To address this issue, we studied the effects of siRNA knock down of selected PKC isoforms on dendrite growth from hippocampal pyramidal neurons and MSNs. Because PMA activates conventional and novel PKC isoforms, we first checked expression of the conventional and novel PKC isoforms that have been reported to be abundantly expressed in whole brain. Using Western blotting, we demonstrated expression of PKC-α, β, γ and ε in the developing hippocampus and striatum. Because we were able to consistently and efficiently knock down PKC-β and PKC-γ expression in hippocampal and striatal neuron cultures with specific siRNA, we focused subsequent experiments on these isoforms. We were able to show that these isoforms selectively participate in mediating the opposite effects of CD40L reverse signaling on dendrite growth from hippocampal and striatal neurons.

In initial experiments using wild type neurons, we showed that transfection of PKC-β siRNA but not PKC-γ siRNA significantly decreased dendrite growth from hippocampal neurons and that transfection of PKC-γ siRNA but not PKC-β siRNA significantly increased dendrite growth from MSNs. In subsequent experiments on CD40-deficient neurons, we showed that PKC-β siRNA completely prevented CD40-Fc from rescuing the stunted dendrite phenotype of CD40-deficient hippocampal pyramidal neurons and that PKC-γ siRNA significantly prevented CD40-Fc from rescuing the exuberant dendrite phenotype of CD40-deficient MSNs.

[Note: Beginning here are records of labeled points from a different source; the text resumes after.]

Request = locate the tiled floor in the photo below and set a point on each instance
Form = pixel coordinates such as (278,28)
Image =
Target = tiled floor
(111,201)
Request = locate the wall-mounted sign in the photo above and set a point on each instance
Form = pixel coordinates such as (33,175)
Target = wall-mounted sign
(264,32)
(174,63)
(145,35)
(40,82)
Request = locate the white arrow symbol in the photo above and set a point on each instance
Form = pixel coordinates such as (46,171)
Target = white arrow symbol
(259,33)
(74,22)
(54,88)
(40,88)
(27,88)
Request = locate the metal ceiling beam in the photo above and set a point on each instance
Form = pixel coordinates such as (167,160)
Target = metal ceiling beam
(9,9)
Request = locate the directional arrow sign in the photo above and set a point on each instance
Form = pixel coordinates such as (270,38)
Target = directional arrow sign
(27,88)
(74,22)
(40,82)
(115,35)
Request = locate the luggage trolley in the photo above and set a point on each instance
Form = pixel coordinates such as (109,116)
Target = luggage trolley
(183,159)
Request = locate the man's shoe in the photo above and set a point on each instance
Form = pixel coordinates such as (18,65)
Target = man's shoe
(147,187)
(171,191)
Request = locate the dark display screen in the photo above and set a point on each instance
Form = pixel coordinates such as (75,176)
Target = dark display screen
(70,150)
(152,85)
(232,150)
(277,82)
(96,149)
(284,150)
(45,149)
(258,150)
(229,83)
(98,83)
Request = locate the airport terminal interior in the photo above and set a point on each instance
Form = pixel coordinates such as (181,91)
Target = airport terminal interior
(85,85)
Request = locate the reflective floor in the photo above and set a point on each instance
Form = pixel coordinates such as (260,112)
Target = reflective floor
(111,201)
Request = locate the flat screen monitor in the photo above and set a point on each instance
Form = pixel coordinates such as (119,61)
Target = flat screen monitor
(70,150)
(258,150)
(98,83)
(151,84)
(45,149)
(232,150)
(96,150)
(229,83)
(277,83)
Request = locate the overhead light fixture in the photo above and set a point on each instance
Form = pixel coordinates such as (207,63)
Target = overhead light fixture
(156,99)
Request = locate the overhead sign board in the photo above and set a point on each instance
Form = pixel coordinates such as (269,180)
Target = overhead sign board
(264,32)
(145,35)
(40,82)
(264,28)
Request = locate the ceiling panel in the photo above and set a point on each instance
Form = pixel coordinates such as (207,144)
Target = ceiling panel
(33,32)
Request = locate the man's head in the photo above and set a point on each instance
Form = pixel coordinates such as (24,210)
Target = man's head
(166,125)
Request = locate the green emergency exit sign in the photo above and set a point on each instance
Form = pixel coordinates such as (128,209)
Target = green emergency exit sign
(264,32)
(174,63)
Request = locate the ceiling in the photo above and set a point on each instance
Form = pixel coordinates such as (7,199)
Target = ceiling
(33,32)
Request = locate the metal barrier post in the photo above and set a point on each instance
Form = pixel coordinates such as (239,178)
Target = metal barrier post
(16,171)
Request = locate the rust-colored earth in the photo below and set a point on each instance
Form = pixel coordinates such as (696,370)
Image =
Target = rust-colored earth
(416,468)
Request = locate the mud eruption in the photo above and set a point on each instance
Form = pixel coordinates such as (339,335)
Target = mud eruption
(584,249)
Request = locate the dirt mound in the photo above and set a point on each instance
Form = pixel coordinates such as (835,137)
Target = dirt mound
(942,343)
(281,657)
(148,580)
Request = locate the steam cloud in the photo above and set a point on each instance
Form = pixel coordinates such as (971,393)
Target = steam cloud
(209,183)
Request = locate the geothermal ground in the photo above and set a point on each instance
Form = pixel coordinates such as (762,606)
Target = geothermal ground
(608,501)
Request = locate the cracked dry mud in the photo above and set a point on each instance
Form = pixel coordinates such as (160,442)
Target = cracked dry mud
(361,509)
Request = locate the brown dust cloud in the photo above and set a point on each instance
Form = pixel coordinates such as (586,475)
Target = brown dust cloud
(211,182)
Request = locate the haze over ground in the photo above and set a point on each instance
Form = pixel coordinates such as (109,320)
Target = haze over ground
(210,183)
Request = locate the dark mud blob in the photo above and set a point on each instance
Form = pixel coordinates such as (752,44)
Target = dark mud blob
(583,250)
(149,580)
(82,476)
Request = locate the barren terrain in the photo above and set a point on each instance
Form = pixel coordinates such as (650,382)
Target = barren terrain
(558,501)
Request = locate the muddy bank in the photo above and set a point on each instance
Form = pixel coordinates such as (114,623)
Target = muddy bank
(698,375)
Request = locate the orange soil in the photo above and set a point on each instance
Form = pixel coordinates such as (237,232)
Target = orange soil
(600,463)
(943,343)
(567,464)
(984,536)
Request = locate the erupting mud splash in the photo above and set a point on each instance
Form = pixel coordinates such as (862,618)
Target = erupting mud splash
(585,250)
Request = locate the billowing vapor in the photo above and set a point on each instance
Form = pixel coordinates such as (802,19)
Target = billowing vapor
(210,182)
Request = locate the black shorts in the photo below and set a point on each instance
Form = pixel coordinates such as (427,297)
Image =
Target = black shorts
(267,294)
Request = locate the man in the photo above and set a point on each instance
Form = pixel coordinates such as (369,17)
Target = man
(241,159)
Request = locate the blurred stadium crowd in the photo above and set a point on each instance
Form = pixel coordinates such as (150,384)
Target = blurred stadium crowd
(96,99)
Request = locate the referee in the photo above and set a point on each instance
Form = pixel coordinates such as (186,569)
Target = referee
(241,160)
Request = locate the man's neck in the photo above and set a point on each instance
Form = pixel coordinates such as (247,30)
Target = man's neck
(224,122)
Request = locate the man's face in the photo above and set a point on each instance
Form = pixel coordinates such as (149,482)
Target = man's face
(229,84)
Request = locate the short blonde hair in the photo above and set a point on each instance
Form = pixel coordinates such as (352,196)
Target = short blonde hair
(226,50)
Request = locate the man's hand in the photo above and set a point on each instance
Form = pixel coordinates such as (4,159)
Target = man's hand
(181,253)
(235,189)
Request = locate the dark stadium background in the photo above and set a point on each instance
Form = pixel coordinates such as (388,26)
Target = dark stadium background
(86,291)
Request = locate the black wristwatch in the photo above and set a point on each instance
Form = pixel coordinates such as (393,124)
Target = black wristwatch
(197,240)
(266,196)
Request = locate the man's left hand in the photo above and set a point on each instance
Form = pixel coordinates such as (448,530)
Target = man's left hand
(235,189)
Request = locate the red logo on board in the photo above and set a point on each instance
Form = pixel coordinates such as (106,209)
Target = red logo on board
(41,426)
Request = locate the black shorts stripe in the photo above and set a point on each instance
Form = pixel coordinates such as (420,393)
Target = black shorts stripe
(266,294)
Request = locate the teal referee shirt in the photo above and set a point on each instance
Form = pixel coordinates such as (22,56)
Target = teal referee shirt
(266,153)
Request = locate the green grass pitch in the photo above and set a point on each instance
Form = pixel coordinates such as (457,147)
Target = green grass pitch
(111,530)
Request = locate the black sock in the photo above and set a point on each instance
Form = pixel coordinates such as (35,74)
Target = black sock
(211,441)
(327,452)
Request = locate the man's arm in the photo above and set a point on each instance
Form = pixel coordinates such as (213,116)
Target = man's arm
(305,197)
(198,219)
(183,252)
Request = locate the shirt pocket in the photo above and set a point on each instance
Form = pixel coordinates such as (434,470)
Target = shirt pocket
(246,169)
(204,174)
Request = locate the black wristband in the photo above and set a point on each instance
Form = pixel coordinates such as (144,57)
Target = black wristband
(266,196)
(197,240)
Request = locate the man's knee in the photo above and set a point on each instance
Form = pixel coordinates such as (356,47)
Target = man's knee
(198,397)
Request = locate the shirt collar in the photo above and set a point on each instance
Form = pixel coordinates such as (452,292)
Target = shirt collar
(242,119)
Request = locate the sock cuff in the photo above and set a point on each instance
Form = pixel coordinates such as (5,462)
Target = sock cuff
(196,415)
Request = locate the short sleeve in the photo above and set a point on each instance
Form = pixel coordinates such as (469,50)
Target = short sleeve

In summary, we have not only used an alternative experimental approach to validate the role of PKC, but have additionally shown that different PKC isoforms are selectively involved in hippocampal and striatal neurons. These data are reported in new Figure 6 and Figure 6—figure supplement 1.

4) Figure 6—figure supplement 1, the authors clearly demonstrate the specificity of the CD4 by western blots. A similar control using the brain slices should be used to corroborate the staining in Figure 6.

We include these specificity controls for sections of the hippocampus and striatum (Figures 7C and 8D).

5) The authors indicated in the first paragraph of the Discussion that they demonstrated that both hippocampal and striatal neurons "display surface CD40L immunoreactivity". However, according to the Materials and methods section, the staining was done after treating the cells with detergents. Thus, the staining reflects the total levels of the protein but not just surface. This statement should be changed.

This oversight has been corrected in the text.

6) Regarding the mechanisms that could modulate the opposing effects of CD40. One possibility is that the authors explore the precise location of the CD40 and CD40L along the dendrites and whether Rho GTPases are differentially regulated in different neurons.

To begin to explore this intriguing possibility, we used Western blotting to assess the relative levels of expression of RhoA/B/C, Rac1/2/3 and Cdc42 in developing hippocampus and striatum. While all proteins were expressed in these tissues, there were no obvious differences in the relative levels between these tissues. We used immunohistochemistry and immunocytochemistry in wild type and CD40-deficient neurons to ascertain whether there were differences in the distribution of these proteins, but we did not observe any obvious differences between hippocampal and striatal neurons. Finally, considering that there is a redistribution of these proteins when they are activated, we also tried to detect changes in the distribution after treating CD40-deficient neurons with CD40-Fc, but again, we did not observe any clear differences in distribution. Although these results do not exclude that possibility that Rho GTPases play a role in the differential response of pyramidal and medium spiny neurons to CD40 reverse signaling, these results do not give us sufficient reason to pursue this line of enquiry at this stage.